Salia Sanou
de fugues ... en suites
L’Art de la fugue est une partition probablement inachevée de J.S. Bach, considérée comme l’œuvre ultime du Cantor de Leipzig, et l’apogée de son art. Écrit sans lui assigner une orchestration ou un instrument particulier, ce traité absolu du contrepoint reste l’une des plus grandes prouesses de la musique occidentale. Cet aspect abstrait, indéterminé, car cet inachèvement pourrait être une énigme laissée à ses successeurs, fait de cette composition la candidate parfaite pour être un chef-d’œuvre universel. Que le chorégraphe burkinabé Salia Sanou s’en soit emparé en lui ajoutant de la kora et du balafon est certainement moins étonnant qu’il n’y peut paraître.

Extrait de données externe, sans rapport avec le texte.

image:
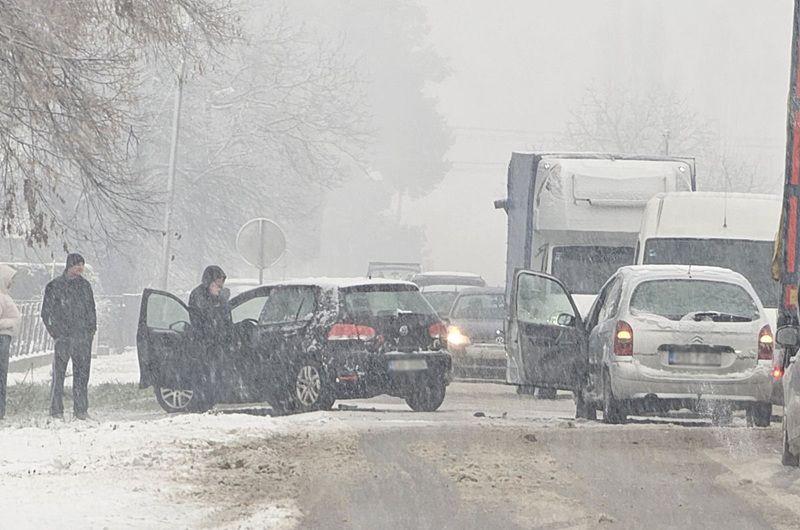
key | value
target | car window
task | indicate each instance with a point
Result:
(375, 303)
(251, 309)
(611, 302)
(542, 300)
(164, 312)
(677, 298)
(479, 307)
(288, 304)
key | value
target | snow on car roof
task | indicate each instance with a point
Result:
(696, 271)
(434, 274)
(342, 283)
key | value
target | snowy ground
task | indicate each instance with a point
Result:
(487, 459)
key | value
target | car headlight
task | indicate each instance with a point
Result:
(456, 338)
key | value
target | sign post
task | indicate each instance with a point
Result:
(261, 243)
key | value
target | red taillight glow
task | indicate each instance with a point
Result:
(623, 339)
(438, 330)
(343, 331)
(765, 344)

Réunissant les pianistes Zhu Xiao Mei, Célimène Daudet et Bruce Liu, la musique électro de Marin Cardoze qui répondent à la kora de Toumani Diabaté (1965 – 2024) et le balafon de Ballaké Sissoko, il transporte la structure de Bach dans des sonorités – et peut-être des contrées – imprévues.

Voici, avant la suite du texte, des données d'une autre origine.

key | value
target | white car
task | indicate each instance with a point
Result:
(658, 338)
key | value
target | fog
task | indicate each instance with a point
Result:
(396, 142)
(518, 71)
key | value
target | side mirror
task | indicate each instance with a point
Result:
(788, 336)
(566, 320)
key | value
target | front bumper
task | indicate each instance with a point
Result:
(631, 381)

Reste que l’écriture de Salia Sanou prend, dans De Fugues… en Suites…, un tour magique. Extrêmement précise, suivant les effets de miroir et de renversement des fugues, dessinant des lignes rigoureuses enserrées dans une magnifique complexité de formes, la composition est foisonnante, alerte, ingénieuse. Avoir choisi six femmes aux parcours différents pour l’interpréter est une trouvaille car, ensemble, elles colorent de leurs expériences ce langage aux motifs sophistiqués. Leur danse est un manifeste de joie, de liberté, d’allégresse, se répercutant dans les corps. Maniant l’art de la fugue avec une dextérité ahurissante, la conjuguant à tous les temps, à tous les modes, Salia Sanou signe une pièce virtuose, avec la simplicité de l’évidence.